So this Monday’s blog is focusing on item # 4 of the article 7 Things You Should Know Before Your First Therapy Appointment. The purpose of breaking this article into seven separate discussions is for its circulation to be broader through repetition, while reaching people as they enter into treatment (possibly for the first time). If receptive, this article is not only insightful for new clients but it is useful as a refresher for people who are returning to analysis. Moreover, for the analyst this discussion provides as a reminder about connections, rapport building and ...
the intricacies of the analyst/analysand relationship.
I was able to validate this belief about the importance of optimising the first sessions this week through an unexpected phone call from a acquaintance who asked about finding a therapist for his family member who was contemplating starting therapy sessions. I truly believe that entering treatment for the first time can often be daunting, scarry, vexing, and uncomfortable. Having a reference about what to expect and how to advocate for yourself in the beginning of counseling makes the therapeutic process manageable and possibly empowering.
Ask any handyman or construction person and they will tell you. They hate and often won’t take jobs that were incomplete or that were started by someone else. It is just hard to complete what was once started. The idea is often the same for therapy. Thus, uncomfortable feelings often cause people to stop therapy because something ugly is happening.
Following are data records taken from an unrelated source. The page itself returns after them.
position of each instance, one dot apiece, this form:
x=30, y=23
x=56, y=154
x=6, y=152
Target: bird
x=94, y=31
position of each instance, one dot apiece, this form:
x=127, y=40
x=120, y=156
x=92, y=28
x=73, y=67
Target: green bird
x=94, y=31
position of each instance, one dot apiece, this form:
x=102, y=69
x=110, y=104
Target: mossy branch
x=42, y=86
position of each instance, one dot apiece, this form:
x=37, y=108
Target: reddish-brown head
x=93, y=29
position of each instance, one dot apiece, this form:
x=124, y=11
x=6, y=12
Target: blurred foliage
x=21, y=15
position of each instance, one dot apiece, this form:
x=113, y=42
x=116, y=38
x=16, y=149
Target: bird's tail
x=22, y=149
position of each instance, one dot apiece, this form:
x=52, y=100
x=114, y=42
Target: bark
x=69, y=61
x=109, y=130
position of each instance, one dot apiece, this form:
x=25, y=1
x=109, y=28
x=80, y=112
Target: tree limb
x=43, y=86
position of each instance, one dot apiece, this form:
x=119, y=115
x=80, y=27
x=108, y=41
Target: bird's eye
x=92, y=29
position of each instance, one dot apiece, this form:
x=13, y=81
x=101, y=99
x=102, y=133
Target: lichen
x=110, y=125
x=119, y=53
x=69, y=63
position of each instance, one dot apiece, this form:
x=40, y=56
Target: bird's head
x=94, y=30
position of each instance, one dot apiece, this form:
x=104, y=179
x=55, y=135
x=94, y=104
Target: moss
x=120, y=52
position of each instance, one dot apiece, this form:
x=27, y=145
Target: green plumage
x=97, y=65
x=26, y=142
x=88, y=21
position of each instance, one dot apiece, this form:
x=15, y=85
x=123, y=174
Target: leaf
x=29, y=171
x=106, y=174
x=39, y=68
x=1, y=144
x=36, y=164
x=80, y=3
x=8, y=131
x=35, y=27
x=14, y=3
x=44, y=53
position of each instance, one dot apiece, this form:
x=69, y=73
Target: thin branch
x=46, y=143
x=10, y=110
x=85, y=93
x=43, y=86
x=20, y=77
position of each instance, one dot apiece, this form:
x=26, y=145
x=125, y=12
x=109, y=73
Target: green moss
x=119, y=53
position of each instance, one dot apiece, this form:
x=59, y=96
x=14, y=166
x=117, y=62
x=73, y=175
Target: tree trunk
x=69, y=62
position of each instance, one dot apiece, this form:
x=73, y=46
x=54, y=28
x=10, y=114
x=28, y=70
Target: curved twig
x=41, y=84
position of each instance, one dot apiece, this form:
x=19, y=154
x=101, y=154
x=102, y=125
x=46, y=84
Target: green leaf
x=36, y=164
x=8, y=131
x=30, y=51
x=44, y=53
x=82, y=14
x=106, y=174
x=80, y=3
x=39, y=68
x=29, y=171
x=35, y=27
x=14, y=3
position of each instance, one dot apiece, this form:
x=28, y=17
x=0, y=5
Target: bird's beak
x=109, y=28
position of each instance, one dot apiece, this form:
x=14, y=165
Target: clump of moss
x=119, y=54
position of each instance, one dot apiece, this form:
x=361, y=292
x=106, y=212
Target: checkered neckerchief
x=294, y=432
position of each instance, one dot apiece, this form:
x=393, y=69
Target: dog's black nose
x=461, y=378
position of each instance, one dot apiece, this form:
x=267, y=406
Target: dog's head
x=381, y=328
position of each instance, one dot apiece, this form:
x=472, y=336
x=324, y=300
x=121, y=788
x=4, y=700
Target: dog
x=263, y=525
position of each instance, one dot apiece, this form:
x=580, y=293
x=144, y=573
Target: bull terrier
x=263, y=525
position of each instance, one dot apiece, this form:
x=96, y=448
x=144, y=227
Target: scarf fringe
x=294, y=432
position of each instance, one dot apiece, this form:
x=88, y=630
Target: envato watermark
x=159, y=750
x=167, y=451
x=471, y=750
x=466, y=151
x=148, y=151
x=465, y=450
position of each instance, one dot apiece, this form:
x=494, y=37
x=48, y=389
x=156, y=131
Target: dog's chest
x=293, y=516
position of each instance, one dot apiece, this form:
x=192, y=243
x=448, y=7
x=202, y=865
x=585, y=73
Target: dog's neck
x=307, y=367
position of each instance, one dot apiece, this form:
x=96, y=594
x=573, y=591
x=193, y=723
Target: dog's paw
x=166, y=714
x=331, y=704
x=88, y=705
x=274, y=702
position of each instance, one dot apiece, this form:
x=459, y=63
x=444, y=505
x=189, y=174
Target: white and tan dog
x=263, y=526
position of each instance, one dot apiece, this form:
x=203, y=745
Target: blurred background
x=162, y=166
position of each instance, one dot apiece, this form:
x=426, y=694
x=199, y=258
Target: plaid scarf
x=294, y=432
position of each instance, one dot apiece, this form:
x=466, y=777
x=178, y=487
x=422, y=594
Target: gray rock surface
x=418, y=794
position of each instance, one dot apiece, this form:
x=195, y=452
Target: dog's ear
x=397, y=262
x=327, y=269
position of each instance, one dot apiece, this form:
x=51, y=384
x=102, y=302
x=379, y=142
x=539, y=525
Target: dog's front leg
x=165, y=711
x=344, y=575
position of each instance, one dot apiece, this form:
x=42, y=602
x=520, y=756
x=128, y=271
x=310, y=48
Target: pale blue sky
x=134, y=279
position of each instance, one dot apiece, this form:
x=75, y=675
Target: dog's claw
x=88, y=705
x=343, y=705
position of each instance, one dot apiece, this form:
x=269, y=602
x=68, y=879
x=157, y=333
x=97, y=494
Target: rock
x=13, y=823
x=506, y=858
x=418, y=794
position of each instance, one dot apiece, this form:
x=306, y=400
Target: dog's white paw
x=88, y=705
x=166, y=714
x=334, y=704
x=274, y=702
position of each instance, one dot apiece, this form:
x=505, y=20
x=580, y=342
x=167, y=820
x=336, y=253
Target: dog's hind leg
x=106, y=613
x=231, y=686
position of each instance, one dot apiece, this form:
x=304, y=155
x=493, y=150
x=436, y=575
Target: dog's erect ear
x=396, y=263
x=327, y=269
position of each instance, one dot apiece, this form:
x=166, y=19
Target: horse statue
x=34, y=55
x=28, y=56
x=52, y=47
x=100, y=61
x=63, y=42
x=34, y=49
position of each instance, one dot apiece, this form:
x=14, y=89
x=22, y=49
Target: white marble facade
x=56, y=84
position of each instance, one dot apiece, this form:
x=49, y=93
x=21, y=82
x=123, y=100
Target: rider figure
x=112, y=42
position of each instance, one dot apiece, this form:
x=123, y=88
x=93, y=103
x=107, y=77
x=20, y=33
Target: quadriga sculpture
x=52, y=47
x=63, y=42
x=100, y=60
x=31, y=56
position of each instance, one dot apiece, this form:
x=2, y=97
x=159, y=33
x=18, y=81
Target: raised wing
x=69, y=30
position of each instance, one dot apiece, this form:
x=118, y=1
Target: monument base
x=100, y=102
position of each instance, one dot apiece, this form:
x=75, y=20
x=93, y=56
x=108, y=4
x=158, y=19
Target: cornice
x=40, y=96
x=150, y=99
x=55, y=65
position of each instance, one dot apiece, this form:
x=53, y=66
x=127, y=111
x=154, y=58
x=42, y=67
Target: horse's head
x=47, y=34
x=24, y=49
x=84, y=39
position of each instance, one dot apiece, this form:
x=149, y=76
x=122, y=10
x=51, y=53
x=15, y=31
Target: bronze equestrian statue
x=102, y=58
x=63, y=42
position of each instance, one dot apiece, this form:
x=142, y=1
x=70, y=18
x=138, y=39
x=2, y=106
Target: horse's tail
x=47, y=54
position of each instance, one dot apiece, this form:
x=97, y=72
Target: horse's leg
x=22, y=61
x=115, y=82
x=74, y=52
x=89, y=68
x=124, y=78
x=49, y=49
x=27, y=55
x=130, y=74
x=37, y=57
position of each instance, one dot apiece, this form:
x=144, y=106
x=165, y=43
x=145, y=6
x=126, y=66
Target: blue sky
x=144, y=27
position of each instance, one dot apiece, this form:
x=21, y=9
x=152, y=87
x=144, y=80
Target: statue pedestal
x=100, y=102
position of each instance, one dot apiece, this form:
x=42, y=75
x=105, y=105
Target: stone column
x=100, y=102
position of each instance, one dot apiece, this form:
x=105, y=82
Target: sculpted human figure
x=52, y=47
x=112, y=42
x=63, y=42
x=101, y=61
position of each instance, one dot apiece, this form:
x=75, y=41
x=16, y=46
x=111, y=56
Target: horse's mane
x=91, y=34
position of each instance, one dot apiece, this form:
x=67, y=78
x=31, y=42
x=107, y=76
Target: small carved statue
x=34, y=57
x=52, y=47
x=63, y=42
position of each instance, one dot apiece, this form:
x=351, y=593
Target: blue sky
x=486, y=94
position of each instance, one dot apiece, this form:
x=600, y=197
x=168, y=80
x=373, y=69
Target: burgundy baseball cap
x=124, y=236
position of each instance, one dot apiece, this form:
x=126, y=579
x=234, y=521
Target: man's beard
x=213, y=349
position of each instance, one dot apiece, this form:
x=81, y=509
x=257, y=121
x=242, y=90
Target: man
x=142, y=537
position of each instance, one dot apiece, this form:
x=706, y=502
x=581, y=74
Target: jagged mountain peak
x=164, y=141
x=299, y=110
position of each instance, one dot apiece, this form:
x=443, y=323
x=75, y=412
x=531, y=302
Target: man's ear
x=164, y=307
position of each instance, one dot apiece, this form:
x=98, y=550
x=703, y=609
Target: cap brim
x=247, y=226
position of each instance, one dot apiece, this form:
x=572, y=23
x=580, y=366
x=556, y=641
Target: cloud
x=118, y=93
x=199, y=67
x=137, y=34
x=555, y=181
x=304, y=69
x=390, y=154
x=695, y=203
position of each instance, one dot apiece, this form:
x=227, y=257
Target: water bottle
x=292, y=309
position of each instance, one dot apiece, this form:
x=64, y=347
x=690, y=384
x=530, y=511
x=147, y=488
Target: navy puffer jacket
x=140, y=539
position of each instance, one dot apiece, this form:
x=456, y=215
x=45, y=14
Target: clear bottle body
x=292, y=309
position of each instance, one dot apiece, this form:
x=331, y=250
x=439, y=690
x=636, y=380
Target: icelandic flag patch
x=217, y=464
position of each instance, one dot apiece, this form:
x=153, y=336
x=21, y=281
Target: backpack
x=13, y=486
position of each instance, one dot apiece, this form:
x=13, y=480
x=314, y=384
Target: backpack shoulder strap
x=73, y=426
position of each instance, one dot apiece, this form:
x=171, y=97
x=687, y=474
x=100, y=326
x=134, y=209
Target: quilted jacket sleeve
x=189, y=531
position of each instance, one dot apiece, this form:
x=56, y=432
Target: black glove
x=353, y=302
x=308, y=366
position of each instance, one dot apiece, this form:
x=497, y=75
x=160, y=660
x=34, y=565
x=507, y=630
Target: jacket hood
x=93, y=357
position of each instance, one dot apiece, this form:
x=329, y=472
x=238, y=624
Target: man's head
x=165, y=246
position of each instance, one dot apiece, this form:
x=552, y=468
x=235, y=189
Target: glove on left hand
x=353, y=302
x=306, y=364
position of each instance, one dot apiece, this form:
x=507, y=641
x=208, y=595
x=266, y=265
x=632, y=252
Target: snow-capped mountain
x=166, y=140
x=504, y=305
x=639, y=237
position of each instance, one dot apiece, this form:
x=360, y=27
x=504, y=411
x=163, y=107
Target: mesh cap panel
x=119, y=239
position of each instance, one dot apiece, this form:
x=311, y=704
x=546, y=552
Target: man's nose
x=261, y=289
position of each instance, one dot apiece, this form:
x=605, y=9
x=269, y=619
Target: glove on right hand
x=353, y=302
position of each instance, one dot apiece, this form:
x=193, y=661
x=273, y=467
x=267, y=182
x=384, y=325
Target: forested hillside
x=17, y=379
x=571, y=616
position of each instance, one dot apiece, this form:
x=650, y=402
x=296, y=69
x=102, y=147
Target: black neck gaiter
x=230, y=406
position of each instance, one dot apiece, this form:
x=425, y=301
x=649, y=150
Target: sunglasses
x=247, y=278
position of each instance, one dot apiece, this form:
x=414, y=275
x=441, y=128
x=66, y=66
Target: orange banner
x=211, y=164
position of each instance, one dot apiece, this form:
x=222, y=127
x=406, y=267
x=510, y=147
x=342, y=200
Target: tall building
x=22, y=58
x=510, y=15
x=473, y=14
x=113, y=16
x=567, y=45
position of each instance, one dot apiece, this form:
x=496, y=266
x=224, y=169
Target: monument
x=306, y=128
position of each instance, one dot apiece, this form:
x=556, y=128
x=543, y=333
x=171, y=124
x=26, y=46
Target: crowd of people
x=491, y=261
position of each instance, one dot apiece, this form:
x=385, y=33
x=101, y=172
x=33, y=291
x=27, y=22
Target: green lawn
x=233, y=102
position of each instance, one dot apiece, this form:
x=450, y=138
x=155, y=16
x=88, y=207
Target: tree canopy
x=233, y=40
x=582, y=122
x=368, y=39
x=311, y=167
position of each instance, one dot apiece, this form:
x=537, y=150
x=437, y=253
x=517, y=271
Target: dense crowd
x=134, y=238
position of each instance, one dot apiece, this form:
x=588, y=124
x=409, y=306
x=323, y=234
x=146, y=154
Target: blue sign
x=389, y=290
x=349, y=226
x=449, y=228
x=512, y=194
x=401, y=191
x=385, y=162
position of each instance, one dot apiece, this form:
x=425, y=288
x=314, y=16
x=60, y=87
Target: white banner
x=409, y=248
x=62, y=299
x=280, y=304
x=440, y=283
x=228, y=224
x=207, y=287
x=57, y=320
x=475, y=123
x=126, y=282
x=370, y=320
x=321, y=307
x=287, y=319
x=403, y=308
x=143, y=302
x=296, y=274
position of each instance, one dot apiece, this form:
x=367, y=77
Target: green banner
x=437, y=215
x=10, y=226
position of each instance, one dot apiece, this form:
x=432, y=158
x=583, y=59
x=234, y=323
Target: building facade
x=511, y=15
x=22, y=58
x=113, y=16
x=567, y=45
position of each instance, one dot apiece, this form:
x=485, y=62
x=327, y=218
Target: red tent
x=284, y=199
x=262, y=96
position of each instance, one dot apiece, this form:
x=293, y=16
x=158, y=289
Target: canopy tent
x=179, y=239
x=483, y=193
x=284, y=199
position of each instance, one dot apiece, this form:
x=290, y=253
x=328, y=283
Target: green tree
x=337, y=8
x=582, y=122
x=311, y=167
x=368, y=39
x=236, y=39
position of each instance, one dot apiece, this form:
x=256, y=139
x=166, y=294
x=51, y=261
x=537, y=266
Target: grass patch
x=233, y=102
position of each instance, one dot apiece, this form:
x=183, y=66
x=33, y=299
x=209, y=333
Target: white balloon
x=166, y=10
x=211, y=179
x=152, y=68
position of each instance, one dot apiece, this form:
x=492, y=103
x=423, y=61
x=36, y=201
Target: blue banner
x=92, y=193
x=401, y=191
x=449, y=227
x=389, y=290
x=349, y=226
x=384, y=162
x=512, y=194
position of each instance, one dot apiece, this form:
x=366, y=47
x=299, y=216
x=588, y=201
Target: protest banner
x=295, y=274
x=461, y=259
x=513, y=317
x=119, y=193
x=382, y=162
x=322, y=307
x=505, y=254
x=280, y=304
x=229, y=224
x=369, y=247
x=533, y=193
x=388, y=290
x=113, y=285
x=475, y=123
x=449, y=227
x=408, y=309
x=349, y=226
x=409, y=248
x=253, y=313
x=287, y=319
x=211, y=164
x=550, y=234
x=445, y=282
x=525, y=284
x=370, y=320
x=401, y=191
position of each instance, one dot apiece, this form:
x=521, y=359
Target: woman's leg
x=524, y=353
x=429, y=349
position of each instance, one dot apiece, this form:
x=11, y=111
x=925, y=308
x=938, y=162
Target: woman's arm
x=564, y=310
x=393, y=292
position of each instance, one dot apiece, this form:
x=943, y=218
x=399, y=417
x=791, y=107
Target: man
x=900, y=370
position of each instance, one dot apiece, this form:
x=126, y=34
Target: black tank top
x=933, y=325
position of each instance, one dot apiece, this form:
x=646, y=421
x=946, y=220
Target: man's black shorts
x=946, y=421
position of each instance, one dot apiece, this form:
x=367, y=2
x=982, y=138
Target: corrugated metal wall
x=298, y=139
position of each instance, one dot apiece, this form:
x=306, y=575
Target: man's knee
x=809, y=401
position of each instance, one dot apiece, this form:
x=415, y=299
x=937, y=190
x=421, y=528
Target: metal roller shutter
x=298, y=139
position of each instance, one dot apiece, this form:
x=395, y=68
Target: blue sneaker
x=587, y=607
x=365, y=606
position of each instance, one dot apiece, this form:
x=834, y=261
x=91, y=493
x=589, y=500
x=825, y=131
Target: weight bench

Often that ugliness might be what is needed to reach the goal you seek from therapy. To heal your emotional flu. You have to go through the fever, the achy skin, the achy bones and joints, the night sweats, the headaches, the weakness. LIke the body healing from a flue; the mind must adjust and work out symptoms. But most of us are uncomfortable with mental disease; thus, we leave therapy. As stated last week, the client must risk divulging perceived secrets only to be judged. Unknowingly, many clients do not realize many analyst are not capable of judging someone’s behavior because of ethics and training principles. Personally as a Jungian trained psychologist my belief system is that all behaviors are rooted from the Psyche. Thus, we all have actions and behaviors that birth from the collective unconscious. The ills that a client does or feels has been done and felt before and we are all capable of the same behaviors of resistance given different circumstances. Thus the avoidance and uncomfortable feelings make sense.